Abstract : B.6
On the role of the Grenoble valley topography in vertical transport of mass and pollutants

Charles Chemel, Eric Chaxel, Jean-Pierre Chollet
Centre for Atmospheric and Instrumentation Research

The Grenoble urban area (France) is embedded within a highly complex alpine topography, which is somewhat similar to that of the Chambéry urban area (France). Indeed, the whole core of the city is located at the Y-shaped confluence of deep and steep-side valleys, which cannot be considered as secondary tributary valleys. The flow dynamics within this Y-shaped valley is thus rather specific. On top of that the uneven terrain of the Southern branch induces complex circulations, which may have significant impacts on both local (thermo) dynamics and air quality. Hence, the objectives of our work are (i) to investigate the onset, development and seasonal variability of the flow in the Southern part of the valley and (ii) to quantify its impact on the structure of the atmosphere as well as on air quality. A set of meteorological and air quality models using horizontal resolution down to 1 km, as well as existing data sets are used to detail the characteristics of that part of the valley for selected episodes in summer 2003 and winter 2005. During the summer episode the descending flow from the Southern part of the valley strongly interferes with the up-valley wind. As a consequence of this interaction, the air mass is pushed upwards. The resulting net vertical transport is found to have a significant impact on the high concentration of precursor gases in the free-atmosphere above.
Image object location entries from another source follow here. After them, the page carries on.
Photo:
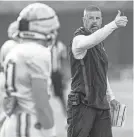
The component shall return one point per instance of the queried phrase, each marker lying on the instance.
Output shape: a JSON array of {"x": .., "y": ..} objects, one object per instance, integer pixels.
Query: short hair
[{"x": 91, "y": 8}]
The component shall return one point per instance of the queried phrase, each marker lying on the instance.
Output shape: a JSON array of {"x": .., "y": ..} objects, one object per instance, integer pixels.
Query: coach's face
[{"x": 92, "y": 21}]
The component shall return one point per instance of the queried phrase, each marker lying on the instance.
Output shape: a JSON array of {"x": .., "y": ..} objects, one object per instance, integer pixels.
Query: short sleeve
[{"x": 39, "y": 67}]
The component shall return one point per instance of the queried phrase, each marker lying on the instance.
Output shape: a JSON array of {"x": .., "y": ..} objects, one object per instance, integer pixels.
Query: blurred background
[{"x": 119, "y": 47}]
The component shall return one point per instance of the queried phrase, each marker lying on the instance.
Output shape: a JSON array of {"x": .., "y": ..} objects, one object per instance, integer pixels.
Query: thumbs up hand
[{"x": 121, "y": 21}]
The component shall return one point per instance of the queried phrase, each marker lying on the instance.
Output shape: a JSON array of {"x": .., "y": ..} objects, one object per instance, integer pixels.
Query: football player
[{"x": 27, "y": 69}]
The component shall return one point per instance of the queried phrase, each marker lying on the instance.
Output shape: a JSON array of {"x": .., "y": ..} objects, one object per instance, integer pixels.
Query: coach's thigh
[
  {"x": 80, "y": 120},
  {"x": 102, "y": 126}
]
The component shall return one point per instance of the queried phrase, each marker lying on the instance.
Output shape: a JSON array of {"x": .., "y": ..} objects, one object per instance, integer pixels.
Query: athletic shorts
[
  {"x": 84, "y": 121},
  {"x": 22, "y": 125}
]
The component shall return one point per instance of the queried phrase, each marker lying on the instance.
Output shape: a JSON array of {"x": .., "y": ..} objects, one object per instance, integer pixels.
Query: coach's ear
[{"x": 23, "y": 25}]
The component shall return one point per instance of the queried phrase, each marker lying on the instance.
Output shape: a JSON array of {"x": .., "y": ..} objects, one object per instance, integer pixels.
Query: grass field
[{"x": 123, "y": 91}]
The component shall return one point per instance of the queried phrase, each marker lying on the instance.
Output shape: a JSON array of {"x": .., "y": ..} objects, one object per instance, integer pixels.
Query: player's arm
[
  {"x": 109, "y": 93},
  {"x": 40, "y": 77}
]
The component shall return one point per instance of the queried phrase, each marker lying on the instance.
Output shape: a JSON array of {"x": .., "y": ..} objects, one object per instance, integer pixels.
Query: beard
[{"x": 94, "y": 28}]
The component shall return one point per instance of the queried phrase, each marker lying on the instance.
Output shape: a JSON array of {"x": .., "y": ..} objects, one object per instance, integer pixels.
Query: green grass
[{"x": 123, "y": 93}]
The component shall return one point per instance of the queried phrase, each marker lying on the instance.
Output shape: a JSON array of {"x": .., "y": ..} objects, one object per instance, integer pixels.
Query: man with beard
[
  {"x": 91, "y": 96},
  {"x": 27, "y": 70}
]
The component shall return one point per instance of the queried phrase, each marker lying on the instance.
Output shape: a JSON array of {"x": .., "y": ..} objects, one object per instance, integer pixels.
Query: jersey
[
  {"x": 58, "y": 52},
  {"x": 26, "y": 61},
  {"x": 6, "y": 47}
]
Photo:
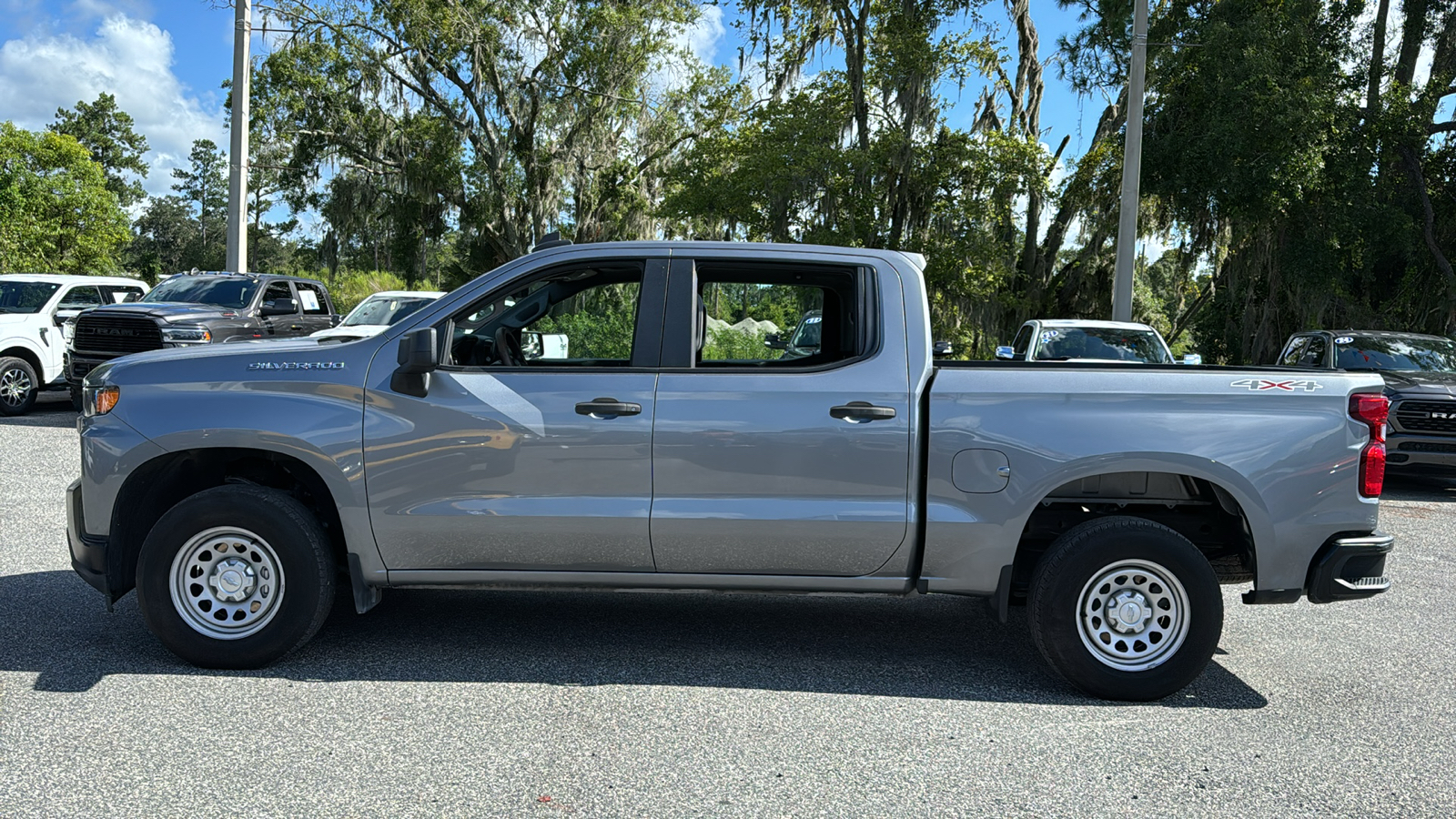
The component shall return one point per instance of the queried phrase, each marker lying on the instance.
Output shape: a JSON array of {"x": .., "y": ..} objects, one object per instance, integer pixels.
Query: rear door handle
[
  {"x": 861, "y": 411},
  {"x": 608, "y": 409}
]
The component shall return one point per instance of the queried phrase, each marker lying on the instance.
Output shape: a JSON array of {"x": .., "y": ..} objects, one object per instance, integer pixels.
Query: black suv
[
  {"x": 200, "y": 308},
  {"x": 1420, "y": 380}
]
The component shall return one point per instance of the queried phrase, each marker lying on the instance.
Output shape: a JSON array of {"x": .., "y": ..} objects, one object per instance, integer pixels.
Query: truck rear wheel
[
  {"x": 1126, "y": 610},
  {"x": 18, "y": 387},
  {"x": 235, "y": 577}
]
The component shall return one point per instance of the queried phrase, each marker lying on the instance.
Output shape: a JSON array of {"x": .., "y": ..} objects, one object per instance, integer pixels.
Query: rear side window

The winter episode is particularly stable and calm weather conditions lead to high concentrations of smog-forming pollutants and PM10 within the valley below a well-defined temperature inversion. Depending on the atmospheric conditions, the Southern branch of the valley either strengthens the slight down-valley wind or produces a recirculation zone within the valley. The main outcome of this study is that both the uneven terrain and the interaction of thermally-driven circulations in the Southern part of the valley can play a significant role in mass exchange with the free atmosphere.